Как бы я хотел полежать напротив этой печки на своей постели и побыть таким же, как в те ранние дни: матушка растапливает в морозный день печку, подбрасывает дровишки, потом с лёгким перекатывающимся грохотом покрывает их уголь, нутро темнеет, и с минуты на минуту гудит всё полнее, духовка, бока и спина (в другой комнате) насыщаются теплом, и потом к ночи, когда выскочишь зачем-то в сенцы и мигом вернёшься, уже бьёт от плиты жарким духом и не так охлаждают комнаты заледеневшие окна.

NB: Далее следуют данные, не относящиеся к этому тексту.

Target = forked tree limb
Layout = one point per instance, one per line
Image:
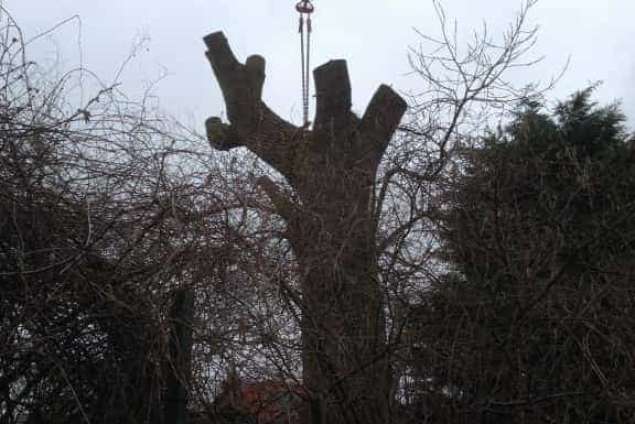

И время, кажется, спустилось ко мне милостью, раскрыло мне тихое неиспорченное Кривощёково, глухую мою окраину большого города. И вернулось всё-всё. Я лежал у стены и глядел в окно на дом Шальневых, опять замечал, кто к ним пришёл и стучит в дверь сбоку, как с непокрытой головой высунулась из сеней Устинька (тётя Устя из Верх-Ирмени ). В войну, когда шастали всюду тёмные люди, Устинька следила по утрам, зажёгся ли свет у Тани, жива ли с Витей. Живёшь маленьким и ничего наперёд не знаешь, не догадываешься, как вспомнится что-то потом, о чём пожалеешь, что необычайно восхвалишь. Вот на стене вместо коврика красовались плакаты с изображением армейских погон, фотографиями маршалов последней войны, матушка, когда белила, то отцепляла их и после снова крепила кнопками, и я укладывался на ночь, просыпался рядом с великими героями и ни на день не забывал о них. Так было и в последнее утро. Где эти плакаты, когда они состарились и матушка свернула да положила в кладовку или сожгла, почему не колыхнулось чувство сберечь «для истории» и на память о своей жизни? Почему Господь не устроил так, чтобы целой сбереглась комната, той же, побелённой ютилась печка и не выкинули новые хозяева мою недлинную койку и (если мать не снимала) не содрали со стены напечатанных маршалов во главе со Сталиным в форме генералиссимуса?
Забытое детское чувство к Сталину прислонилось ко мне в сей миг.
Так вот, Витя, каким ты был в свои невинные времена… Великая страна, со всех сторон защищённое детство, вырастал без отца и не боялся, что сильные мира сего (как теперь) выкинут на помойку, каждую весну ждал с матерью хоть маленького облегчения, уехал далеко-далеко, не голодал и даже койку не снимал у хозяек, выучился и поехал в село, и ни разу не подумалось, что в этой жизни можно пропасть, искалечиться, умереть без скорой помощи…
– Уезжал при Хрущёве, вернулся к чужому дому при «царе Борисе», – сказал мне двоюродный брат при встрече на станции.
Приехал я в первый раз после смерти матери в одиннадцать вечера, и ещё тлела на западе тёмно-малиновая заря, с переходного моста виделись вдали края левобережных строений и горизонт у Дюканово (что за нашей улицей Озёрной). Так сразу защемило, повеяло чем-то сибирским, знакомым и на годы забытым. В такую же пору, но тридцать лет назад встречал я бабушку Анастасию из Топок, поднимался по этим же ступенькам моста и долго ехал с ней на трамвае до нашей улицы Лагерной (Базарной) – мимо Каменки слева на взгорке, через Обь, мимо башни, через площадь Станиславского и мимо довоенных деревянных бараков. «Витько, – обращалась она ко мне по-хохлачьи, как-то неласково (со всеми так), – а билет назад где будемо брать?» – «Да бабушка! Вы ещё к нам в ворота не зашли, а уже думаете, как в Топки уезжать..» – «Та там ж куры, порося, помидоры полить…» – «А крёстная на что? А Люся! А Таня!» – «У них свои заботы…» Матушка моя часто жаловалась: «Вот такая у нас бабушка... И раньше так: «Я одна, мама, поживите ещё хоть с недельку, ничего делать не надо, чулок вяжете – и ладно, всё ж с вами повеселей будет, поживите, в Топках без вас не пропадут, их там много». Не-ет! Приедет, уже через день считает на пальцах, сколько осталось, пора билет брать! Я плачу. Такая вредная была наша бабушка…»
Что же там в доме осталось от нас? Напомните мне, стены, верните мне меня самого… Где моя этажерка в углу, всегда внизу промерзавшем?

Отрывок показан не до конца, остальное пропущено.